Она засмеялась, и ее смех прозвучал оскорблением.
— Не знала я, что герой схватки у Лакедивских островов и отважный офицер Веллингтона может оказаться столь трогательно чувствительным.
— Потому что ваша осведомительная служба работает хуже, чем можно было надеяться, — ответил Джон.
— Не говорите так необдуманно, капитан Эксхем, вам скоро придется судить самого себя. Но хозяйка дома склоняется перед капризами своих гостей… рыцарей, приглашенных в гости… Каковым вы как раз и являетесь. Вы ждете извинений с моей стороны? Я готова извиниться перед вами!

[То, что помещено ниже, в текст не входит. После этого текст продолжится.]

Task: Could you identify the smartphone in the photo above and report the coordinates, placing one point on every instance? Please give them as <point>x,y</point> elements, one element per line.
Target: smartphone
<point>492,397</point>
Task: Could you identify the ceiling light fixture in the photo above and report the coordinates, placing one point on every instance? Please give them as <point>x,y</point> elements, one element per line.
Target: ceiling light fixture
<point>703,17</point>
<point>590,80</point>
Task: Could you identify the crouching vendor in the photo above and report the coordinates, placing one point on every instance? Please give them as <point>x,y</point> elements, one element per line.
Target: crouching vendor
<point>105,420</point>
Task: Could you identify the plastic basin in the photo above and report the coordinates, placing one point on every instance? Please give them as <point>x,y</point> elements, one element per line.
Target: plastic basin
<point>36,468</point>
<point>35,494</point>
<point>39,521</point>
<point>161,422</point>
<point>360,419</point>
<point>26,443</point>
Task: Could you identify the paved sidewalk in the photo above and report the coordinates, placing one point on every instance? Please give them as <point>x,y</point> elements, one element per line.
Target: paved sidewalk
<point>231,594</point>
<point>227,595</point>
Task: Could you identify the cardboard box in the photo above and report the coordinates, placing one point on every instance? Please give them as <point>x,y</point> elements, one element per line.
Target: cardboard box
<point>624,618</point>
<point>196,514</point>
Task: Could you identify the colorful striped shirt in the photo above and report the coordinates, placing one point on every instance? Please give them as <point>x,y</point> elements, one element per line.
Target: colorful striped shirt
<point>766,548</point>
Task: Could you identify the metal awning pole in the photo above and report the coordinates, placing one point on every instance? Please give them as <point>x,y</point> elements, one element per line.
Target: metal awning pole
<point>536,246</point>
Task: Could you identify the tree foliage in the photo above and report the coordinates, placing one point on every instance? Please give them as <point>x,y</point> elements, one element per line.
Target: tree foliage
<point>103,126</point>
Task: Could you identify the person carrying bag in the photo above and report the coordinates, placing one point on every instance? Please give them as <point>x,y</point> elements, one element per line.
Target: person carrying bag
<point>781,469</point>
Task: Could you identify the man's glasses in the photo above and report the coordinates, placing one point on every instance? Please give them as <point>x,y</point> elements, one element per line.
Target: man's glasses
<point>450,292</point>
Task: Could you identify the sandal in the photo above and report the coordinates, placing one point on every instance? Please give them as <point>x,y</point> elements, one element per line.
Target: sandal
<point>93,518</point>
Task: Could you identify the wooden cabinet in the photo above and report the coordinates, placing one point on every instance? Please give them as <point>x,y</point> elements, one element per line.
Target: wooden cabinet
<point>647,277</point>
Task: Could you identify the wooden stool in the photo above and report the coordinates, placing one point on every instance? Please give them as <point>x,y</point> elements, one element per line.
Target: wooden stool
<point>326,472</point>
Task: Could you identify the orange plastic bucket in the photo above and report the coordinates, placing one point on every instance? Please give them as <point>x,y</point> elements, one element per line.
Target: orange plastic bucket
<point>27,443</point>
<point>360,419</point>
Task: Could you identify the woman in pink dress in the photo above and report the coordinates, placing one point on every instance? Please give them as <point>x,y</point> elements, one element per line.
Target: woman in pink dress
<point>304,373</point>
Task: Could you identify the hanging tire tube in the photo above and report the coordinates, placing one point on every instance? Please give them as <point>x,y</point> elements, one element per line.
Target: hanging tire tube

— Поскольку вы должны были поговорить со мной о делах, — сказал Джон, подчеркнув слово «дела», — я сегодня остаюсь у вас. Конечно, я лавочник, как говорил герцог, а для лавочников дела прежде всего. Поэтому я завтра избавлю вас от обязанности принимать такого гостя, как я, и покину Гейерштайн.
— Как вам угодно, капитан!
Она открыла незаметную боковую дверь и оставила Джона в одиночестве в своем будуаре.
Рози и лилии… Любимые цветы Маргарет…
На стене висели рапира, теннисная ракетка и коньки…
В конце концов ему удалось добраться до розария.
Вечером он нашел Эрну фон Гейерштайн в столовой, где ужин подавал молчаливый Леонар.
Герцогиня поменяла лиловое платье на строгий черный костюм с высоким воротником; теперь она походила на строгую школьную учительницу.
Ужин был не слишком обильным, но вполне достойным: жареные цыплята, паштет, земляника со взбитыми сливками.
Как Эрна, так и ее гость явно страдали отсутствием аппетита, и Леонару пришлось отнести на кухню блюда, к которым никто так и не прикоснулся.
Джону понравилось вино, которым были наполнены старинные бокалы, несомненно, вино из виноградников Гейерштайна. Мысли Джона невольно вернулись в Гент, в небольшую комнату на улице Монне, где он в первый раз увидел портрет юной графини.
Леонар освободил стол и принес кофейник и великолепный сервиз саксонского фарфора, гордость мейсенских мастеров.
Ни одного слова не было произнесено за столом за весь ужин.
Смеркалось, и тени заполнили столовую. Леонар зажег свечи.